Bien sûr, Alma permet aussi de s’amuser en étant ignorant. Mais découvrir le monde, son étendue et sa subtilité, l’inextricable complexité résultant de la guerre cosmique, et développer sa marge de manœuvre, est plus au goût des joueurs actuels, dont les personnages progressent de l’ignorance vers l’acceptation de vérités dérangeantes.

Une seule garantie : quoi que vivent les PJ, cela aura diverti leur joueur ; si un élément est présent dans le monde, c’est qu’il est pittoresque, ou intrigant, ou choquant, ou émouvant, ou plein de panache. Même la banalité est priée d’être extrême, de marquer.
Parce que c’est un récit, celui des existences des PJ, et autour d’eux, du monde qu’ils apprennent à aimer, comme à espérer élaguer de tout ce qui les heurte.

Pour certains, cela inclut Zrenn.
Pour d’autres, non ; et comment jurer que leur foi en sa bonté n’instille pas en lui le germe de la bienveillance, à charge pour eux de le cultiver jusqu’à le faire basculer dans le camp des alliés des mortels ?

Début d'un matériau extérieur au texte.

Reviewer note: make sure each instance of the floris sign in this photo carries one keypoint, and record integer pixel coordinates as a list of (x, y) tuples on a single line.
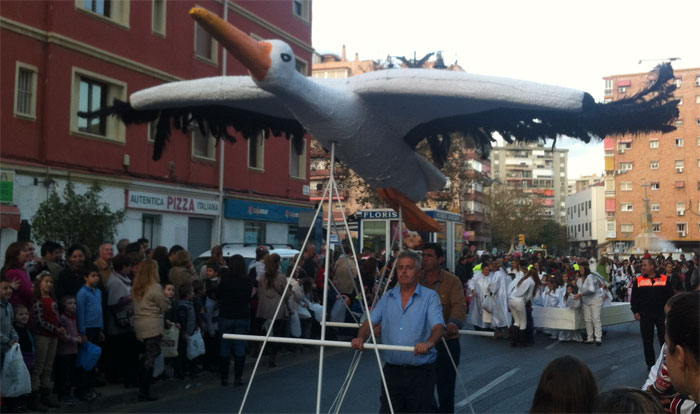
[(171, 203)]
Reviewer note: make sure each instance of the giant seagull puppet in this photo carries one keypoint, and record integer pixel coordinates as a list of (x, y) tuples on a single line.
[(377, 119)]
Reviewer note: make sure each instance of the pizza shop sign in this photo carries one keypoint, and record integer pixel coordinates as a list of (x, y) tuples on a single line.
[(171, 203)]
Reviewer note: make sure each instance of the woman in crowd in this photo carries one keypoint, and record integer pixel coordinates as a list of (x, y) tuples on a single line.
[(16, 256), (591, 294), (270, 294), (70, 280), (566, 386), (683, 347), (521, 291), (150, 304), (233, 294), (217, 256)]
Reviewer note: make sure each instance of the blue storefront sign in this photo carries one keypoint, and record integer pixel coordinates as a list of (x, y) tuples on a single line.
[(253, 210)]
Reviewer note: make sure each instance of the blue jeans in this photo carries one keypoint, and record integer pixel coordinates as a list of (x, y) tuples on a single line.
[(233, 326)]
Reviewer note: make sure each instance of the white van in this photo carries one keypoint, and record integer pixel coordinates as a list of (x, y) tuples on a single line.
[(248, 253)]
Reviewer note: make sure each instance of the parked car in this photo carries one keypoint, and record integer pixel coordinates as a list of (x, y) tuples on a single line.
[(248, 253)]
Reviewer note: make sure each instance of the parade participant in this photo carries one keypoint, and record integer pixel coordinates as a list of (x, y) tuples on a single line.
[(410, 314), (591, 294), (521, 291), (683, 349), (454, 311), (650, 291)]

Il n’y a pas de limites aux rêves et aux espoirs, seulement à leur réalisation ; mais tant que la vie de celui qui tente de les porter est un récit intéressant, pourquoi se priver ?

Et parfois, un perdant magnifique, ayant mené un combat vain, est tellement plus mémorable.

Le courage, c’est d’oser quand l’incertitude est extrême, pas de progresser confortablement vers un succès assuré.

Au final, aucun PJ ne sait ce qu’il deviendra ; mais il sait ce qu’il aurait aimé accomplir.